Unless we find a solution to workaround this problem, here is a list of possible solutions :
- Do not support schema evolution:
- stop the camus cronjob for mediawiki
- deploy the new schema in mediawiki
- flush the topic
- deploy the schema to camus
- restart camus
- never update the schema again
- Support schema evolution :
- Add a schema rev_id in the message (kafka header?, an integer before the avro binary payload, topic name?)
- Adapt AvroMessageDecoders in refinery camus to support schema rev_id
- Keep track of all schema revisions on the consumer: write a custom SchemaRegistry that supports rev_id
- On any schema updates refinery-camus must deployed first.
- Do not use avro binary but avro json
- Never tested
- never updating the schema seems like a giant pain, i think we almost certainly want the ability to add fields in the future as we realize different things we need. This can be somewhat worked around using the payload fields from this patch though.
- a packed integer preceding the message would be relatively easy to implement on the php side, not sure how hard that would be on the java (camus) end. Rather than a single packed integer we could pack a sha (or md5, whatever) hash of the schema used to the beginning which is more resilient. I know when i talked to ottomata about this previously he was dubious of using a special envelope format that any potential kafka consumer would have to understand. The consumer already requires special knowledge about the topic => schema mapping so perhaps its not the end of the world.
- producing avro json from php is possible, but currently unsupported. The avro php library only has the ability to generate binary. I think with some reading of the documentation we could work up whatever transformation is needed to generate this though.
Worked on this with @dcausse and he is correct, the union types when not present are "represented" with an "empty" byte on the binary payload. Thus, if we evolve the schema such we add a new field it will not be able to validate old records as they will not include this "null" byte. Will try a bit more to work around this problem but I am not very hopeful.

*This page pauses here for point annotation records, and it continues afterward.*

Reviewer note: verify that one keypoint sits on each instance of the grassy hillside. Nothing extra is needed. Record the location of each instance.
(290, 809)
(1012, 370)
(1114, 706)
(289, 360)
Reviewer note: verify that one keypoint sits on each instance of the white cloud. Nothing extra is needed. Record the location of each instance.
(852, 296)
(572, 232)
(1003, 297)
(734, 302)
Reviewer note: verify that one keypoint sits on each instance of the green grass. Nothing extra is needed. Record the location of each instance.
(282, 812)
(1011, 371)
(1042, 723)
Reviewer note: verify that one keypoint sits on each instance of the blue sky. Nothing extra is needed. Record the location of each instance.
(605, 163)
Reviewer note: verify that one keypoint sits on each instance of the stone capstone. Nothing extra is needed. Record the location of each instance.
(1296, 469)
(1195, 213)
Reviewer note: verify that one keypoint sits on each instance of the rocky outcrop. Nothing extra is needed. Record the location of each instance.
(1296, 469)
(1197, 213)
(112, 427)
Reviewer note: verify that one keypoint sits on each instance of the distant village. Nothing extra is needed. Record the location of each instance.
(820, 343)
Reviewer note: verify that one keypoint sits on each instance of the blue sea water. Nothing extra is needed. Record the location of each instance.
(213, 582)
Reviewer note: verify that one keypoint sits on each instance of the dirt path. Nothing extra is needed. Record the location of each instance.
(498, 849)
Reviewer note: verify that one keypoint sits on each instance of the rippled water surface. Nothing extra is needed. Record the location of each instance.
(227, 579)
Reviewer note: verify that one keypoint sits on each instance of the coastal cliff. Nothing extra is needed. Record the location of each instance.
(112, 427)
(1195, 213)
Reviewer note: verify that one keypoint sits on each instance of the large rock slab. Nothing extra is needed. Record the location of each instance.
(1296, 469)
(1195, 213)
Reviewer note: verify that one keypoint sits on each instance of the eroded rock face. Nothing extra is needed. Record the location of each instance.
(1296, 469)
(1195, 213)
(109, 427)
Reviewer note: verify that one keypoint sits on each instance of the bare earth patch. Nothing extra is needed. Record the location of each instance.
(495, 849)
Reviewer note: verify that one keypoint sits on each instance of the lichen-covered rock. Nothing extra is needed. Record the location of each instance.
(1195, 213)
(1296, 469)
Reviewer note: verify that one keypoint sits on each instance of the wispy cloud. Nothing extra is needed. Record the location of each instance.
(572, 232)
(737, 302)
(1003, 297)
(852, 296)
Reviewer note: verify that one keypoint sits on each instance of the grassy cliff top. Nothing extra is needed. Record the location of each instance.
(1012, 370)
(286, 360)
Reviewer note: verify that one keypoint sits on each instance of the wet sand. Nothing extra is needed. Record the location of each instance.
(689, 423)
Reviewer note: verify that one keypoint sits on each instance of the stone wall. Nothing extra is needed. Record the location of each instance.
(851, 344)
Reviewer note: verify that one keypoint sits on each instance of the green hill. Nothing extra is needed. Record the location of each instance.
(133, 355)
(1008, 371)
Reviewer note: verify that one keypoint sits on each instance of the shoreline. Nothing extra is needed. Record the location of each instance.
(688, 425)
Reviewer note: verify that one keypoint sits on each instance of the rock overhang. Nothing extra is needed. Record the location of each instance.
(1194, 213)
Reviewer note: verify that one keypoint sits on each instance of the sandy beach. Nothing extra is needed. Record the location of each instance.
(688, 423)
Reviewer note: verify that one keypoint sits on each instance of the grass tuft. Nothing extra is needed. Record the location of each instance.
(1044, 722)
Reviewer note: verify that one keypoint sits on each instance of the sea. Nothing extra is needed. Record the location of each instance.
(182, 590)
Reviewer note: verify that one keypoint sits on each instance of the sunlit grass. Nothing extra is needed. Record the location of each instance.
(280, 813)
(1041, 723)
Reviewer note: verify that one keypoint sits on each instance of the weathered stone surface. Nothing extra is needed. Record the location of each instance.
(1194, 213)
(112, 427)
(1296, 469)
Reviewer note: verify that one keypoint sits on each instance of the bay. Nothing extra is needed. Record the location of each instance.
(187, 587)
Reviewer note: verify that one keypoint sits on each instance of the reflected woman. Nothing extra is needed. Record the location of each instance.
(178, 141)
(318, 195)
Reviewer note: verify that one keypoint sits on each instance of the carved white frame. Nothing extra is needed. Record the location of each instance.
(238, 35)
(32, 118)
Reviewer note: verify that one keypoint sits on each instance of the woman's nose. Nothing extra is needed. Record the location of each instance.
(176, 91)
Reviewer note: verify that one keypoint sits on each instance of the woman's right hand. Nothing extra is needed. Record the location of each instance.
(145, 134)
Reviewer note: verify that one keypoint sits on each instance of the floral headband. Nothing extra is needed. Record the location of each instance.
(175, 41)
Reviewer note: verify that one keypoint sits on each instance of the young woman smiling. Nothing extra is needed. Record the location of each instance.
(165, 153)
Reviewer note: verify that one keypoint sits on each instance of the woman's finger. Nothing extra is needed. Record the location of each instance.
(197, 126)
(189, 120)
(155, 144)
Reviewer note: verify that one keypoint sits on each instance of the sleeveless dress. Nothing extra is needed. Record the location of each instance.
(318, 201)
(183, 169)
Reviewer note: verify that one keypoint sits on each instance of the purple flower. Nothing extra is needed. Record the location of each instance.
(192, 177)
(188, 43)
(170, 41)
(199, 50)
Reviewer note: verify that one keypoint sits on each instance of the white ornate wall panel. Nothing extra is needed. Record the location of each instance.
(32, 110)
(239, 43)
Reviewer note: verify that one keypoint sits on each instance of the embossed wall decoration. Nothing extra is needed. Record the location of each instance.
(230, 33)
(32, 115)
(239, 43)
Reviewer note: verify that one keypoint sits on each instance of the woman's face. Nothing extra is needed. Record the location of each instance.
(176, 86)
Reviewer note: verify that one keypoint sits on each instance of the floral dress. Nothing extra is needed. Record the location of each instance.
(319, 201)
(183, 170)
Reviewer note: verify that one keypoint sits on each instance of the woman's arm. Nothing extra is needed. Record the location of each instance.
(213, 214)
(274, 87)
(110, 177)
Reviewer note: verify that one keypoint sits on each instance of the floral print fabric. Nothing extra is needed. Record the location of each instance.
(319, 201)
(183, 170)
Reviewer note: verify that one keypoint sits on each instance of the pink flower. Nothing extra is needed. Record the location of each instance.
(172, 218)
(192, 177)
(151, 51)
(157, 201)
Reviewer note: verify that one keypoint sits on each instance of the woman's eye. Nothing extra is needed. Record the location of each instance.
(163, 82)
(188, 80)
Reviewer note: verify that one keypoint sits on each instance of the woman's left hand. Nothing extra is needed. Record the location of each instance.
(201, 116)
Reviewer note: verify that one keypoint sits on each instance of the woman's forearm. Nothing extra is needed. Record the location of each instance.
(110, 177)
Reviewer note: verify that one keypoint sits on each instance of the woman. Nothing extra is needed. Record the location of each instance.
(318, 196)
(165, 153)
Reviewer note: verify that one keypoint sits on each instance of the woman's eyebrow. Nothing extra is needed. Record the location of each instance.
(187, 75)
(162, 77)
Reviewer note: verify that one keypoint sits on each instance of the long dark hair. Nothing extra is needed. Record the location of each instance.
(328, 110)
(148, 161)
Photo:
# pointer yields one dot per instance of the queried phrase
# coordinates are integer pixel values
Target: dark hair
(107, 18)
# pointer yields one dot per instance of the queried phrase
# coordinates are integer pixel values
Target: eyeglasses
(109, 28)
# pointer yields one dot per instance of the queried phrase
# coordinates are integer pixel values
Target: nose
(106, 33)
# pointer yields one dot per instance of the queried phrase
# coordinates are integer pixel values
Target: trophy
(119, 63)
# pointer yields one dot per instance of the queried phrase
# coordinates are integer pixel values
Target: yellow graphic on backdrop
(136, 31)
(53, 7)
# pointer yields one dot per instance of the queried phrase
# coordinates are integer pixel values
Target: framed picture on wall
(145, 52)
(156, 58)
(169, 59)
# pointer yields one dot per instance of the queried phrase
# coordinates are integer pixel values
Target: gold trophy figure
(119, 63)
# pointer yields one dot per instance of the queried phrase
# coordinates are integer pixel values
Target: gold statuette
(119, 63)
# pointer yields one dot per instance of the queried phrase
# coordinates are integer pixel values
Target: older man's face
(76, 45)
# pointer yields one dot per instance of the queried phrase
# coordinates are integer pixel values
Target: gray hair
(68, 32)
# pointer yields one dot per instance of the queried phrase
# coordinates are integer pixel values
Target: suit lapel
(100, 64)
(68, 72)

- Agreed with @EBernhardson, doesn't seem doable
- This is not possible without a schema registry, with it no changes are needed to decoders as java supports id + avro payload out of the box. But , again, supporting schema evolution requires a registry rather than (as we had planned) always validate with latest schema.
3.This seems best of three options as if schema evolution includes only addition of fields we will not have any issues with validating always with latest schema.
This looks mostly ready. The analytics end of the pipeline has been updated. The necessary code for mediawiki will roll out with the train on december 10th. I will deploy the config changes necessary for mediawiki to start producing the new schema version in the 4pm EST/12pm UTC swat window after train deployment.